Zylinderdruck-basierte Modellierung des Start-Warmlaufverhaltens von Ottomotoren

Most of the hydrocarbon emissions during FTP cycle testing are generated during cold starting and warm-up. They are caused by inadequate fuel evaporation and poor fuel mixture generation: only the low-boiling components of the fuel evaporate and can participate in combustion during cold starting. Because the oxygen sensor is not operational at this point in time, no air/fuel ratio information is available before the warm-up phase. This means that fuel metering can not yet be optimised at this point. This paper describes the thermodynamic analysis of cold starting and subsequent warm- up of an combustion engine based on cylinder pressure with the aim of optimising hydrocarbon emissions. A thermal shock model was developed to model and provide real-time compensation for the unwanted effects that adiabatic gradients have on the signal quality of the measured variable. Cold-start tests with a spark ignition engine with multipoint injection have shown that misfiring can be identified from the cylinder pressure information. Variables derived from the net heat release rate did not provide definitive criteria for a cycle individual classification of the mixture formation with the test engine. To optimise the warm-up phase, a combustion characteristic was calculated from the cylinder pressure information as a measure for the transformation of the fuel mixture. Because a functional relationship exists between the combustion characteristic and the air/fuel ratio, these values were used to model a mean oxygen signal based on cylinder pressure data.
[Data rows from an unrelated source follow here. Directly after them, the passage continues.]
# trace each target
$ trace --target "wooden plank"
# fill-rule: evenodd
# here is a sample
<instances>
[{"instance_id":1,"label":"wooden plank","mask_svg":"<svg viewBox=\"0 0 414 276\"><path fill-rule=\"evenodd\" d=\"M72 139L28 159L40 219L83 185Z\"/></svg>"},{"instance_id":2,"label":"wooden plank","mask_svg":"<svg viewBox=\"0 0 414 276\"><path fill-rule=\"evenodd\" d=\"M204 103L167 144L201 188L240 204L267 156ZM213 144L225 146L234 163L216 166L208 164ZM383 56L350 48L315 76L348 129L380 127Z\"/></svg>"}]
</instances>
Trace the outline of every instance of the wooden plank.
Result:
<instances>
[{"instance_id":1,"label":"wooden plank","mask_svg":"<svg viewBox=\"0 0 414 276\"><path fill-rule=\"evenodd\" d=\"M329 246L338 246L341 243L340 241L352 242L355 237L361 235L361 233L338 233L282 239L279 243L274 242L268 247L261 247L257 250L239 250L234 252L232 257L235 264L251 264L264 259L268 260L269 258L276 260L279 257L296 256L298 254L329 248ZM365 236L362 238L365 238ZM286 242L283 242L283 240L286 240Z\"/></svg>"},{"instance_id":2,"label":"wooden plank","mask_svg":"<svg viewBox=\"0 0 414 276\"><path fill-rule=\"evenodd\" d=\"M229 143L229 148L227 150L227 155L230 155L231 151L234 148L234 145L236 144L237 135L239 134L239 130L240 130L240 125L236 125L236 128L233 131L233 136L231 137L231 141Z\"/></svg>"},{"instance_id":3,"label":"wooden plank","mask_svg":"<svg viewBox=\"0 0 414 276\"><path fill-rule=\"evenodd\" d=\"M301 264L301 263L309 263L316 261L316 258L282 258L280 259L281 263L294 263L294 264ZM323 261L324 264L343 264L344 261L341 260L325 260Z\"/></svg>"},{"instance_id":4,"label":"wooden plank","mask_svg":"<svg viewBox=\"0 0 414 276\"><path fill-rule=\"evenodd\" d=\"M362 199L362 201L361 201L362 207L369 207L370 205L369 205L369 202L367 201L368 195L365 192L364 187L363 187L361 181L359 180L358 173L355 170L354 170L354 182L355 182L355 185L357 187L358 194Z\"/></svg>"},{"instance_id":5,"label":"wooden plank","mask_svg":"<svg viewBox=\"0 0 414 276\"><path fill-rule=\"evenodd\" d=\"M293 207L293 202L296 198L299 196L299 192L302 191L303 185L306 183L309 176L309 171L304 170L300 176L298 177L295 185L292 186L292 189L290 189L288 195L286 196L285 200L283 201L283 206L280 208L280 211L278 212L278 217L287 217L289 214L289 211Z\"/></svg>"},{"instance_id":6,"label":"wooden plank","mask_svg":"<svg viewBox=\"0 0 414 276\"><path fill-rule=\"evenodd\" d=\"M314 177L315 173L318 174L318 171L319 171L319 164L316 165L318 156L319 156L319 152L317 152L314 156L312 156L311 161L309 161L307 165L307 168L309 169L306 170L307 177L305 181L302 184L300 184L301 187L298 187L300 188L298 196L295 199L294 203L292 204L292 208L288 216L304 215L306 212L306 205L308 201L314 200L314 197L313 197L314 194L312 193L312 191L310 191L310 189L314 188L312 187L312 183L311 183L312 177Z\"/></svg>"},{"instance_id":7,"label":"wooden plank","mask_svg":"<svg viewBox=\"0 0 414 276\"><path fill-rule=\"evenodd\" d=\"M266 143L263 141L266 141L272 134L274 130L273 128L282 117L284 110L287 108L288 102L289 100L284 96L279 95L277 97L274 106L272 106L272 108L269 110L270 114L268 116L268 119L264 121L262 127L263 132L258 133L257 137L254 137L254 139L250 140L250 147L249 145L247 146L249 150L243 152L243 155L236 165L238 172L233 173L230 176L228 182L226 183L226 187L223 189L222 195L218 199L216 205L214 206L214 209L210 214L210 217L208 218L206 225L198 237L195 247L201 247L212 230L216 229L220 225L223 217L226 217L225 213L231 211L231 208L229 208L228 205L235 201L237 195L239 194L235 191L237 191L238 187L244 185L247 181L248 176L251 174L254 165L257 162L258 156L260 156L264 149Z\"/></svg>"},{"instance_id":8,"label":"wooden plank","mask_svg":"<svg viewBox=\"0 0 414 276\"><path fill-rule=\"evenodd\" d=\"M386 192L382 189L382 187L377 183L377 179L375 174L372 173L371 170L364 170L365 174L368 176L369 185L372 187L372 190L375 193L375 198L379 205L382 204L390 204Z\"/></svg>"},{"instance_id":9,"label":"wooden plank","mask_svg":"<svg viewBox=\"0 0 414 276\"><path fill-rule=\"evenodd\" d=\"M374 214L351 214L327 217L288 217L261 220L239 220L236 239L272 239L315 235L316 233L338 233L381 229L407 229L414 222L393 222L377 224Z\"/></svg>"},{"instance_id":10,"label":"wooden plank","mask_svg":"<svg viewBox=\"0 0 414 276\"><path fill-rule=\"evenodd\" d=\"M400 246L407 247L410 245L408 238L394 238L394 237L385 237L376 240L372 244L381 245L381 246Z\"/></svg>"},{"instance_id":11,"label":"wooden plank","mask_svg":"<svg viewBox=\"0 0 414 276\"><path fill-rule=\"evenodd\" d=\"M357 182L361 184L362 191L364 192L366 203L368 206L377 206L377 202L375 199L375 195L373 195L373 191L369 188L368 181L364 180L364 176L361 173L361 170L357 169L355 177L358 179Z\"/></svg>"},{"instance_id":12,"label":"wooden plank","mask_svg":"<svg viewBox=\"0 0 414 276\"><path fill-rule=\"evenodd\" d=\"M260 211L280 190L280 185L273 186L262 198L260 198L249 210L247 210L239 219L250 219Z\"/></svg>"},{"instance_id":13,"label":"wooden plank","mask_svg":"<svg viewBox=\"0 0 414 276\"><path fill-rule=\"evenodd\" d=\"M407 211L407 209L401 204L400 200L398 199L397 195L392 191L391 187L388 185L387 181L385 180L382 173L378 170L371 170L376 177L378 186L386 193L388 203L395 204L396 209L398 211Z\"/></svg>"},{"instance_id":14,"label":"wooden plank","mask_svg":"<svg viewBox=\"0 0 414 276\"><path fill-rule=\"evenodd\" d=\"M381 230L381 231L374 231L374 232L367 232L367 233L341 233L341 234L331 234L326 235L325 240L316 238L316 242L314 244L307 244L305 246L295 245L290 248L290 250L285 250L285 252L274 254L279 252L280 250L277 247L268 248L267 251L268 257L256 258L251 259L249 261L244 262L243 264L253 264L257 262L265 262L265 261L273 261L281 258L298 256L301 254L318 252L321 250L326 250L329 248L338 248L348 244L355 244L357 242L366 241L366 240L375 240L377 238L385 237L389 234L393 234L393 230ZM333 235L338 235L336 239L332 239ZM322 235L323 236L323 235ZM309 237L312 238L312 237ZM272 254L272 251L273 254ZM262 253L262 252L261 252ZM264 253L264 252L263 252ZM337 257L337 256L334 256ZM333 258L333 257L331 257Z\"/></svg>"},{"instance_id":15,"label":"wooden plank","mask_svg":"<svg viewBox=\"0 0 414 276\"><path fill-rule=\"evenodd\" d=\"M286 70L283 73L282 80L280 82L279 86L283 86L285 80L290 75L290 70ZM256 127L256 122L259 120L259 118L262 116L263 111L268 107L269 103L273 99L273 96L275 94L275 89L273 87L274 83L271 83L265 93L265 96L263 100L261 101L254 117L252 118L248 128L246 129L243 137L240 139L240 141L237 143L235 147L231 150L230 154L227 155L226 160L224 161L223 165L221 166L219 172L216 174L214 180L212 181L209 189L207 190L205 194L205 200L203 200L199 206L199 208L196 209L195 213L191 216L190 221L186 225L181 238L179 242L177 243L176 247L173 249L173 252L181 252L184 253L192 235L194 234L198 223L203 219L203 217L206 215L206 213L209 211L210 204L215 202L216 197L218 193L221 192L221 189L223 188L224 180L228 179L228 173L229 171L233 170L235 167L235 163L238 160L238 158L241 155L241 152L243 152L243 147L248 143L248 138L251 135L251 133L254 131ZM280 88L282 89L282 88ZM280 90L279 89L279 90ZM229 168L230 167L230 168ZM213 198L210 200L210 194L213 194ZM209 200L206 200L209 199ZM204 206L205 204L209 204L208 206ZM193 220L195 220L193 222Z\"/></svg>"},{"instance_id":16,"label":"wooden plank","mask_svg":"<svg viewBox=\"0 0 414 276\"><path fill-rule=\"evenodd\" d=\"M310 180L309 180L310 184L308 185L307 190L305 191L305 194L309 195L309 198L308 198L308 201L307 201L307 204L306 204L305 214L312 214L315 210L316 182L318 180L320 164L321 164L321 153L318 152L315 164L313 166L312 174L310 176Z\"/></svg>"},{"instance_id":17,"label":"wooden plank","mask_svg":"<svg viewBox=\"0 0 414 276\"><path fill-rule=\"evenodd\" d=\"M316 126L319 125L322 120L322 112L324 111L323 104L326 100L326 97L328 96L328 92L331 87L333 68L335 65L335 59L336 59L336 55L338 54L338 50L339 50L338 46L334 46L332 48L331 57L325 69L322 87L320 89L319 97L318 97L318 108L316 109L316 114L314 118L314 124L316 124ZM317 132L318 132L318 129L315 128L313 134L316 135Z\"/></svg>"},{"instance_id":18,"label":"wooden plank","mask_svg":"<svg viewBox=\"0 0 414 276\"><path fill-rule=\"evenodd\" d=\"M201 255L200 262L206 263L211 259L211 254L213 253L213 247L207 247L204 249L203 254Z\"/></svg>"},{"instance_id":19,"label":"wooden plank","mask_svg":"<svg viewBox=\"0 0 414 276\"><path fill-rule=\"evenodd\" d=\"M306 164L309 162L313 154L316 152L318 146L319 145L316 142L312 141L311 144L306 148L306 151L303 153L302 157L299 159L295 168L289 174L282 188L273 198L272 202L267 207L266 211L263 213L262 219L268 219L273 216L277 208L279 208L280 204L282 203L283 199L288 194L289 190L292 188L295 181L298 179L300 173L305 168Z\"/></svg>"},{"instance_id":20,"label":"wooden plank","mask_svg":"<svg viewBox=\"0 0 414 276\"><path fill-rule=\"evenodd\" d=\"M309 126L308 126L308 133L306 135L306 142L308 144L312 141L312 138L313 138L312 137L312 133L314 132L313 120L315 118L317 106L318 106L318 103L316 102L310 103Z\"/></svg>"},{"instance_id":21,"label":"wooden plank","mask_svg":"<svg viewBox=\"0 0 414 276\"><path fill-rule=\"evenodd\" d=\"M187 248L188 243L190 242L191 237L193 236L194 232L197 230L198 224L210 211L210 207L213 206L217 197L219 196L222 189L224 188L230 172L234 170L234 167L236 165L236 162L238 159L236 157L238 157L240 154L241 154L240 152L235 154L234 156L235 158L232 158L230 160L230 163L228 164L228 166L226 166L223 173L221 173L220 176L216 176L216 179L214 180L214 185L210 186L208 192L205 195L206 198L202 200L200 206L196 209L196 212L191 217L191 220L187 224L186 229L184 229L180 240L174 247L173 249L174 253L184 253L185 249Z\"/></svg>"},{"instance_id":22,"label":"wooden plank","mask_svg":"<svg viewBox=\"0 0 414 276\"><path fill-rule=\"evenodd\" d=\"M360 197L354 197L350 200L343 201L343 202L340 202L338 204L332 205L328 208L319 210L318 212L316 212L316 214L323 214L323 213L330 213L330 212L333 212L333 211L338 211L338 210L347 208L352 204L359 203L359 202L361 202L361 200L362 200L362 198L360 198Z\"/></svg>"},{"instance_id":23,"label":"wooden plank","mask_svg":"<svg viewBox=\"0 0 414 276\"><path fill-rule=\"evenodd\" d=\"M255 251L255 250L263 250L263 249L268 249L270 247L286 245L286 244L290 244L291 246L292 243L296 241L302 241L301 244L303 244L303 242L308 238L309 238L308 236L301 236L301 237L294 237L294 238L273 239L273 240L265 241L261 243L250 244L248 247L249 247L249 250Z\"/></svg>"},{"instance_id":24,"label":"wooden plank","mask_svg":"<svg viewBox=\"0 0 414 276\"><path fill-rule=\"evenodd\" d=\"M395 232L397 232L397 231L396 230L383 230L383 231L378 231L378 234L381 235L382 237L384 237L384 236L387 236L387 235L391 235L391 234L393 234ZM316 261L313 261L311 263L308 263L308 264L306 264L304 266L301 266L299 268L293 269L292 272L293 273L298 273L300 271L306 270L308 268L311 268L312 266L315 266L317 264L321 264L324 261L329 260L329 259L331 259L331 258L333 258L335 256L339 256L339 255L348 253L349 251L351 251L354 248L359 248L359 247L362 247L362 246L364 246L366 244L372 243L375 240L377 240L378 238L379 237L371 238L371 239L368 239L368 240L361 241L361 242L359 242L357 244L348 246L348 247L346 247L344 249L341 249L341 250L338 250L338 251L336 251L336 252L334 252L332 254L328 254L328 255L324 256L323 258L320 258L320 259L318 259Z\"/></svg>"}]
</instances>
The second method is insensitive to changes in fuel quality. A recursive model estimator identifies the lambda efficiency of combustion and provides information about the air/fuel ratio without the need for model adaptation. In the third modelling approach, the cylinder pressure information is used to calculate a model value for the hydrocarbon concentration of combustion. This model was used to implement a lean limit control.